It’s such a complicated country we live in.
Today is Mother’s Day, and as I was wishing all of the moms in my life a beautiful day through Facebook and on the phone, I could hear music of mourning in the background in my own home.
See, it’s Yom HaZikaron (Memorial Day) here which is simply one of the saddest days of the year. It’s the day, each year, when we tear off the feebly placed band-aid and re-expose our moms (and dads and brothers and sisters and grandparents and children) to the unspeakable loss that they have endured simply by wanting to live and grow here.
And so I sat, wishing my mom a wonderful Mother’s Day, while my big boys sat in the next room listening to story after story after story on the news of mothers losing their children.
Sigh.
Yesterday, I sat on a panel with two other working women. Together, we were asked to speak before 70 or so American girls who are here learning for a year. They had gathered in Neve Daniel for a Shabbat that was intended to focus on Aliyah and to encourage them to stay past their year of learning (or to come back at some point later).
One girl asked the question, “How do you deal with living here when you know your children are going to have to be in the army, and that they may die?”

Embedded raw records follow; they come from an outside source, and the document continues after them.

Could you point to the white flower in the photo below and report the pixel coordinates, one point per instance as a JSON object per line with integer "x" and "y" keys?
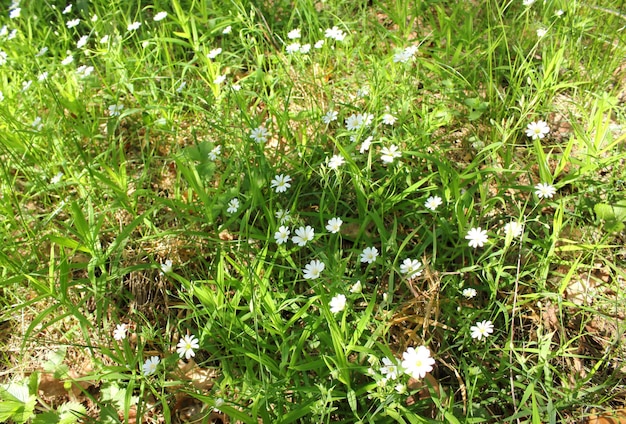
{"x": 513, "y": 229}
{"x": 133, "y": 26}
{"x": 369, "y": 255}
{"x": 356, "y": 287}
{"x": 149, "y": 367}
{"x": 335, "y": 33}
{"x": 69, "y": 59}
{"x": 417, "y": 363}
{"x": 477, "y": 237}
{"x": 282, "y": 235}
{"x": 481, "y": 329}
{"x": 281, "y": 183}
{"x": 411, "y": 267}
{"x": 294, "y": 34}
{"x": 334, "y": 225}
{"x": 336, "y": 161}
{"x": 329, "y": 117}
{"x": 233, "y": 205}
{"x": 433, "y": 202}
{"x": 120, "y": 332}
{"x": 72, "y": 23}
{"x": 160, "y": 16}
{"x": 214, "y": 53}
{"x": 390, "y": 369}
{"x": 544, "y": 190}
{"x": 337, "y": 303}
{"x": 293, "y": 48}
{"x": 186, "y": 345}
{"x": 389, "y": 119}
{"x": 282, "y": 215}
{"x": 82, "y": 41}
{"x": 114, "y": 110}
{"x": 259, "y": 134}
{"x": 469, "y": 292}
{"x": 166, "y": 267}
{"x": 303, "y": 235}
{"x": 215, "y": 152}
{"x": 537, "y": 130}
{"x": 313, "y": 269}
{"x": 56, "y": 178}
{"x": 390, "y": 153}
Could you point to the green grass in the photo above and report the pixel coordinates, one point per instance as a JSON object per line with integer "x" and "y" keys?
{"x": 107, "y": 174}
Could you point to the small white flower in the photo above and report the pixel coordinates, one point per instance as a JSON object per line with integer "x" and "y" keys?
{"x": 186, "y": 345}
{"x": 366, "y": 144}
{"x": 417, "y": 363}
{"x": 411, "y": 267}
{"x": 82, "y": 42}
{"x": 481, "y": 329}
{"x": 120, "y": 332}
{"x": 356, "y": 287}
{"x": 335, "y": 33}
{"x": 281, "y": 183}
{"x": 336, "y": 161}
{"x": 334, "y": 225}
{"x": 329, "y": 117}
{"x": 390, "y": 369}
{"x": 477, "y": 237}
{"x": 513, "y": 229}
{"x": 337, "y": 303}
{"x": 293, "y": 48}
{"x": 215, "y": 152}
{"x": 390, "y": 153}
{"x": 233, "y": 206}
{"x": 544, "y": 191}
{"x": 389, "y": 119}
{"x": 369, "y": 255}
{"x": 160, "y": 16}
{"x": 166, "y": 267}
{"x": 282, "y": 235}
{"x": 469, "y": 293}
{"x": 313, "y": 269}
{"x": 433, "y": 202}
{"x": 134, "y": 26}
{"x": 538, "y": 129}
{"x": 69, "y": 59}
{"x": 149, "y": 367}
{"x": 303, "y": 235}
{"x": 72, "y": 23}
{"x": 259, "y": 134}
{"x": 214, "y": 53}
{"x": 294, "y": 34}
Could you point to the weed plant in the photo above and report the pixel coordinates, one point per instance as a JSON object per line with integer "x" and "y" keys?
{"x": 296, "y": 211}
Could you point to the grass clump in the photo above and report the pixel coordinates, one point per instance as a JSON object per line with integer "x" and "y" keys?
{"x": 390, "y": 212}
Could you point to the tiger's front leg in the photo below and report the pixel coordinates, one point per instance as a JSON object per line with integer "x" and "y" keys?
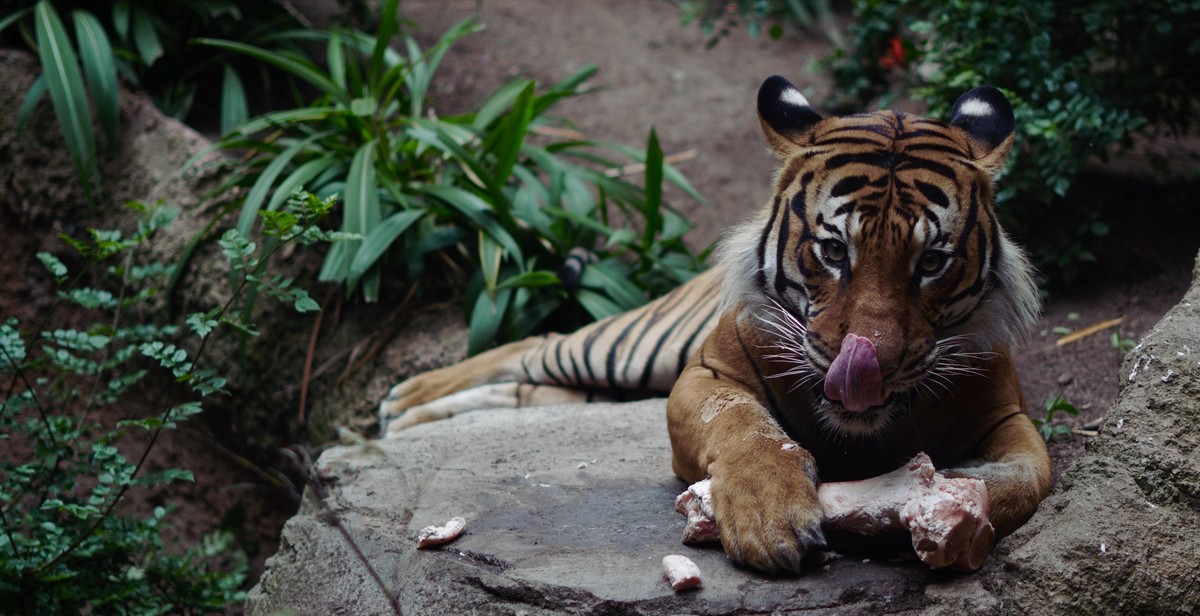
{"x": 763, "y": 485}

I gave an impassioned answer about our duties, about defending our country, and about the privilege of serving in an army that didn’t even exist in our grandparents’ generation. I explained, as I did at Yakir’s brit six months ago, that my grandfather, while serving in the American army and fighting against the Nazis in WWII, couldn’t have imagined in his wildest dreams that his great-grandchildren would some day serve in a Jewish army.

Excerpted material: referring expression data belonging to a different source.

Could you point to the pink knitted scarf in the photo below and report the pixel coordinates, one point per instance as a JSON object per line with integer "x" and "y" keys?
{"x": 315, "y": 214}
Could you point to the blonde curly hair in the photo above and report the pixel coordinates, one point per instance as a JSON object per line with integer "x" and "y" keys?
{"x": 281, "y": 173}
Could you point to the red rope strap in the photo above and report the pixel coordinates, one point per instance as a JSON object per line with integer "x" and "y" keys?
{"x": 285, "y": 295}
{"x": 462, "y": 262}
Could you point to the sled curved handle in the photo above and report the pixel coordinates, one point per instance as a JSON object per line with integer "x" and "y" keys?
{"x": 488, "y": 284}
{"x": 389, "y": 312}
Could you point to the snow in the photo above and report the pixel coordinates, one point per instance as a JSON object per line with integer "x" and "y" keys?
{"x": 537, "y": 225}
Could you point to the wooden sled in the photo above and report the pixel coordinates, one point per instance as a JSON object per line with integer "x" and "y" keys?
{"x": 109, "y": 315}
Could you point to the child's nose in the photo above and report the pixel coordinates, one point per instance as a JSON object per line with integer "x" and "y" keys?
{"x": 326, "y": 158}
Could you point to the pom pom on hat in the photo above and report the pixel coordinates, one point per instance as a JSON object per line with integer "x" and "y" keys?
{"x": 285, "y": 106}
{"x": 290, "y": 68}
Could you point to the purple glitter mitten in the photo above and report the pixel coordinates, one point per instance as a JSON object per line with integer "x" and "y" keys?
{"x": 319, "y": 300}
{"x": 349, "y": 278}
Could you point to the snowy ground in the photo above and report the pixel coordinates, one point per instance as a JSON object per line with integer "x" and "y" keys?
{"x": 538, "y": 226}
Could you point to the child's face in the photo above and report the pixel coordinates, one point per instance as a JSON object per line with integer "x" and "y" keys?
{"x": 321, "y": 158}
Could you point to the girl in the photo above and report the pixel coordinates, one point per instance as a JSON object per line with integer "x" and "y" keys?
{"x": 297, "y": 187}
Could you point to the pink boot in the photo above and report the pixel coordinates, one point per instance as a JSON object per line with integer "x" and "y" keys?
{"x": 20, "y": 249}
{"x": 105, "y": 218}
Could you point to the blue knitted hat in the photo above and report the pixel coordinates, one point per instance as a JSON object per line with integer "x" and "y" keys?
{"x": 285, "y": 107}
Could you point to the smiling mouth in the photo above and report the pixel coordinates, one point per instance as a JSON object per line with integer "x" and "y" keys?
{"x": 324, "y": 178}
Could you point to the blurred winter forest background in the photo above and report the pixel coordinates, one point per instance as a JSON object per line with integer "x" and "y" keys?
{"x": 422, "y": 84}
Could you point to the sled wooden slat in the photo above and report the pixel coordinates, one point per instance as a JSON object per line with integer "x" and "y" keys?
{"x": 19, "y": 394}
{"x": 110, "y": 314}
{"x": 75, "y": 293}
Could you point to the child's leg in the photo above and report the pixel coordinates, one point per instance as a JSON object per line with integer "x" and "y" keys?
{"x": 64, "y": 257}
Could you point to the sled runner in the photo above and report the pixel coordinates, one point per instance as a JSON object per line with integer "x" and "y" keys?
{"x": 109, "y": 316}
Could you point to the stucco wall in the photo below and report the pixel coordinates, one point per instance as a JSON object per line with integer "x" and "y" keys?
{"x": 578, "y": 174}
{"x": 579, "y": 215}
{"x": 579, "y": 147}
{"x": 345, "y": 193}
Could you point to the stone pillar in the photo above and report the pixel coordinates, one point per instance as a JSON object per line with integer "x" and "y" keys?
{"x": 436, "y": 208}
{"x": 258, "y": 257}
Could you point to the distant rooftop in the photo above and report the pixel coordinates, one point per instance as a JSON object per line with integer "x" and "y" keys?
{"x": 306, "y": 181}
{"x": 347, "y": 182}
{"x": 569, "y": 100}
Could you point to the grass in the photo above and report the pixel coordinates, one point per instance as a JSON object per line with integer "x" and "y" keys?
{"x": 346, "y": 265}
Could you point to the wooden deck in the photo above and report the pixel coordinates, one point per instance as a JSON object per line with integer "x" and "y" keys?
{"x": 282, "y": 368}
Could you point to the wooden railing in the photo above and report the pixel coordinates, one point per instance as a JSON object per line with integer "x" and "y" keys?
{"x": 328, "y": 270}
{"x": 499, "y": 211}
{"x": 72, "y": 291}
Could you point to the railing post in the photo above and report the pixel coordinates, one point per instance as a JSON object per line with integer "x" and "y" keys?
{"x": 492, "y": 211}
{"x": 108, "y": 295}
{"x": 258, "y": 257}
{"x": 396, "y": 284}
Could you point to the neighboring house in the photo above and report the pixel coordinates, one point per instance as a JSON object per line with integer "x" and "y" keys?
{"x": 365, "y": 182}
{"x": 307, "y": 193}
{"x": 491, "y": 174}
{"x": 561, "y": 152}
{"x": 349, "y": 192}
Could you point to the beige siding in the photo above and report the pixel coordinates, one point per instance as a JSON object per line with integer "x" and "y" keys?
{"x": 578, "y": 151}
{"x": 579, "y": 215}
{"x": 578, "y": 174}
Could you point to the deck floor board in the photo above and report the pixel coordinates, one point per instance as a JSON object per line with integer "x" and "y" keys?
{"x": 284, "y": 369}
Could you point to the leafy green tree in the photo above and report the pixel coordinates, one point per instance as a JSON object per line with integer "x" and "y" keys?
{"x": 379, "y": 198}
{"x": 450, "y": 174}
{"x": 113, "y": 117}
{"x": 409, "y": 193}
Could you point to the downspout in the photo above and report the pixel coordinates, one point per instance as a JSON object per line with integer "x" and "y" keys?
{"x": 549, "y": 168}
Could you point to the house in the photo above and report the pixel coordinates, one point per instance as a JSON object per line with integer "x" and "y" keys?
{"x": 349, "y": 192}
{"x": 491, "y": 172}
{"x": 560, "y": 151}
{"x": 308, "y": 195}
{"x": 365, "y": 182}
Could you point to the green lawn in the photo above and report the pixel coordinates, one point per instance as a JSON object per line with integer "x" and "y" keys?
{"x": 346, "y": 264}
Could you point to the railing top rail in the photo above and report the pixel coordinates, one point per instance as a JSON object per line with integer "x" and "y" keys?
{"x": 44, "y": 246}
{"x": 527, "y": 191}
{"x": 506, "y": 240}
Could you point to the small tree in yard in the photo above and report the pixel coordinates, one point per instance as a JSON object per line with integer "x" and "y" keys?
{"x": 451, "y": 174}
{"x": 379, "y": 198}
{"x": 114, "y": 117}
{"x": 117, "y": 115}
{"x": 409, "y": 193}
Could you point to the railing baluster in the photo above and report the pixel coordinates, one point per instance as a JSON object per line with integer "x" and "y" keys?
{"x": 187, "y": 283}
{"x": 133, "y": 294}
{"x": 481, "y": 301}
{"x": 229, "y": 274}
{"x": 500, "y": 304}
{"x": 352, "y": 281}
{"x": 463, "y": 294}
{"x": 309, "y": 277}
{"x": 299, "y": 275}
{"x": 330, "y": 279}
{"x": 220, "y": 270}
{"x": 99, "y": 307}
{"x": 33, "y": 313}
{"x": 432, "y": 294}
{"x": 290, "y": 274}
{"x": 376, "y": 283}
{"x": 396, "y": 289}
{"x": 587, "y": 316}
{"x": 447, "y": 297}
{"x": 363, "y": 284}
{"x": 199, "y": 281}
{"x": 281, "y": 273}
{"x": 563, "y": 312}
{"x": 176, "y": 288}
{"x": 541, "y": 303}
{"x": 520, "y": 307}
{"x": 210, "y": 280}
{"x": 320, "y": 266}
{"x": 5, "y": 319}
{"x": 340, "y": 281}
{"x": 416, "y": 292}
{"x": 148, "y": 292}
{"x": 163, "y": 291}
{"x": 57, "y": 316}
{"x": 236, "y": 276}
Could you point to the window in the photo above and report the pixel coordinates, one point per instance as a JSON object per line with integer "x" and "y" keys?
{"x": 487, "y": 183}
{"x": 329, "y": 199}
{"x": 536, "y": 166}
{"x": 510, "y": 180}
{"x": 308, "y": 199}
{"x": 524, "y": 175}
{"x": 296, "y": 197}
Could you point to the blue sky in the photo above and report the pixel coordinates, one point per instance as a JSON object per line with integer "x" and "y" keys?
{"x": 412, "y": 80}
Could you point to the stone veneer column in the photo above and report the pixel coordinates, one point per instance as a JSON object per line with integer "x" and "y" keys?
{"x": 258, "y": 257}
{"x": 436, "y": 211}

And then the psychiatrist next to me said what I really wanted to say, and what we often think but don’t say to people outside of Israel. She said that, years ago, sitting safely in America, she came to the conclusion that she doesn’t love HER children more than any woman in Israel. To say that you can’t come to Israel because you can’t bear the idea of sending your kids to the army implies that the women here bear it better, and, therefore, love their children less. They don’t love their children as much, and they simply learn to live with the pain of sending them, and potentially losing them.

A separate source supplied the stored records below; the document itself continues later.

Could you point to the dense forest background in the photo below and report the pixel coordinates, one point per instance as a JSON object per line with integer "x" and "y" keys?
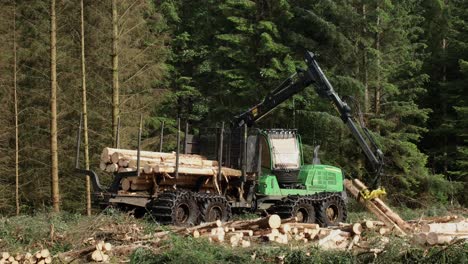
{"x": 401, "y": 65}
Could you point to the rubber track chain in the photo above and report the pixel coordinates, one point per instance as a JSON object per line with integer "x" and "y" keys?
{"x": 285, "y": 207}
{"x": 203, "y": 200}
{"x": 163, "y": 207}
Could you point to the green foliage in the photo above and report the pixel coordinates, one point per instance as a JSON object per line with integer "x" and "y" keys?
{"x": 190, "y": 250}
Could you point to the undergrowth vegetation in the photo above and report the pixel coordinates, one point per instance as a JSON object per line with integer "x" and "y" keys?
{"x": 20, "y": 234}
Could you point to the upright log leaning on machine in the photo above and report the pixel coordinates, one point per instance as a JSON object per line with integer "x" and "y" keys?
{"x": 240, "y": 167}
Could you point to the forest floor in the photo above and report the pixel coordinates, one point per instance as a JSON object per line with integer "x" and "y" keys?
{"x": 71, "y": 238}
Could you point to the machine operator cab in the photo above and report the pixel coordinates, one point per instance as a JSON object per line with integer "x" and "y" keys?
{"x": 283, "y": 171}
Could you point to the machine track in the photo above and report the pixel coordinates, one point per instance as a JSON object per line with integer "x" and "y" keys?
{"x": 323, "y": 208}
{"x": 213, "y": 207}
{"x": 176, "y": 208}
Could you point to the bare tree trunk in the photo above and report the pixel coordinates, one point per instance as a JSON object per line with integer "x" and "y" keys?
{"x": 53, "y": 109}
{"x": 85, "y": 112}
{"x": 364, "y": 66}
{"x": 115, "y": 70}
{"x": 378, "y": 85}
{"x": 15, "y": 102}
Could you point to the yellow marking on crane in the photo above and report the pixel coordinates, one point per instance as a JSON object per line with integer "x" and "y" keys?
{"x": 369, "y": 195}
{"x": 255, "y": 112}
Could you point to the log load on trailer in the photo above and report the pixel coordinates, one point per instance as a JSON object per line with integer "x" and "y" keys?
{"x": 240, "y": 166}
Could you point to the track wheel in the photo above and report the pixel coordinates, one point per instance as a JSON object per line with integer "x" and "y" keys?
{"x": 304, "y": 211}
{"x": 176, "y": 208}
{"x": 214, "y": 207}
{"x": 331, "y": 211}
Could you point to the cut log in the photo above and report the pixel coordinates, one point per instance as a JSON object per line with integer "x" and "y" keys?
{"x": 420, "y": 238}
{"x": 353, "y": 242}
{"x": 5, "y": 255}
{"x": 354, "y": 228}
{"x": 372, "y": 207}
{"x": 112, "y": 167}
{"x": 107, "y": 247}
{"x": 244, "y": 232}
{"x": 102, "y": 166}
{"x": 216, "y": 238}
{"x": 330, "y": 237}
{"x": 285, "y": 228}
{"x": 45, "y": 253}
{"x": 272, "y": 221}
{"x": 305, "y": 225}
{"x": 384, "y": 230}
{"x": 97, "y": 256}
{"x": 384, "y": 208}
{"x": 245, "y": 243}
{"x": 200, "y": 228}
{"x": 312, "y": 234}
{"x": 107, "y": 153}
{"x": 440, "y": 239}
{"x": 445, "y": 227}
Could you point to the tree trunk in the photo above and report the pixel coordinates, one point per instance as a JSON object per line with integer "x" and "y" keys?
{"x": 364, "y": 68}
{"x": 85, "y": 113}
{"x": 53, "y": 109}
{"x": 115, "y": 71}
{"x": 377, "y": 48}
{"x": 15, "y": 102}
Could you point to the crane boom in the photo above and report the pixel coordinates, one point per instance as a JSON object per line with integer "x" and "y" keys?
{"x": 297, "y": 82}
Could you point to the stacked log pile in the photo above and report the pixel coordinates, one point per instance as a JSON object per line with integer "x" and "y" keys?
{"x": 440, "y": 233}
{"x": 391, "y": 219}
{"x": 124, "y": 160}
{"x": 40, "y": 257}
{"x": 273, "y": 229}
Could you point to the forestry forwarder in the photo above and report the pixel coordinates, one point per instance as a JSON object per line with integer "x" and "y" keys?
{"x": 269, "y": 163}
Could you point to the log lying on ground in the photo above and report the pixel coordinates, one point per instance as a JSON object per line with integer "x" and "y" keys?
{"x": 124, "y": 160}
{"x": 445, "y": 227}
{"x": 272, "y": 221}
{"x": 384, "y": 208}
{"x": 372, "y": 207}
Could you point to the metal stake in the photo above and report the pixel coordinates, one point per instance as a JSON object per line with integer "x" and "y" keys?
{"x": 220, "y": 152}
{"x": 161, "y": 137}
{"x": 244, "y": 150}
{"x": 185, "y": 137}
{"x": 78, "y": 144}
{"x": 178, "y": 148}
{"x": 117, "y": 138}
{"x": 139, "y": 145}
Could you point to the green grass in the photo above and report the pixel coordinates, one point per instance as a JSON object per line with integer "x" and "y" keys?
{"x": 191, "y": 251}
{"x": 29, "y": 233}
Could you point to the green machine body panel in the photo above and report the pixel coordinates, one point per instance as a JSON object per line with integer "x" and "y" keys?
{"x": 310, "y": 179}
{"x": 314, "y": 179}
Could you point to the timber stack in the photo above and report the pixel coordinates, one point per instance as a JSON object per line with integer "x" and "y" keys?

And my friend realized that this simply wasn’t true. Why, she explained, should the women of Israel be willing to make a sacrifice with THEIR children, whom they love just as much? Why should they be holding up the country that we value and love so much; while we were sitting in America, unwilling to send ours?
She certainly gave the girls something to think about, as she echoed sentiments that I’ve tried to express for years.
And then tonight, when Yom HaZikaron started, the siren wailed. It was 8:00 pm and we had explained to the boys that the siren was coming and that they would need to be still, standing and quiet. I stood in the kitchen as the piercing sounds echoed through our home, and I watched Yakir play in his bouncy seat.
What a strange juxtaposition to watch my beautiful 6 month old baby playing and giggling, knowing that he will someday be one of these soldiers serving the country…and knowing that so many mothers tonight are mourning for that baby who grew up to serve, but not to survive.
Then, Josh put the television on the computer so that the kids could watch the national program that starts Yom HaZikaron at the Kotel (the Western Wall). We watched the solemn ceremony, which ended with Hatikva, and then we started watching the evening program. With extremely sad music in the background, the program showed interviews with family after family after family that had lost someone in the line of duty. These shows will continue around the clock until tomorrow night, when the sadness of Yom HaZikaron transforms into the joy and sheer excitement of Yom Ha’atzmaut (Independence Day).
I sat in the background, trying to get some work done, and wondering whether this was the right thing to show the kids. Here were my boys, ages 9 and 3-days-from-11, listening to stories about soldiers who have died. When you’re going to be a soldier someday, how do you sit and listen to those stories? What does this information do to your young psyche?
But this, in the end, is also part of our lives. And so, we begin Yom HaZikaron, hoping as I do every single year with passionate prayer that I should never feel the pain of this day personally.
But understanding and deeply appreciating, as well, the sacrifices that so many have had to make so that we may be here as free, practicing Jews in our homeland.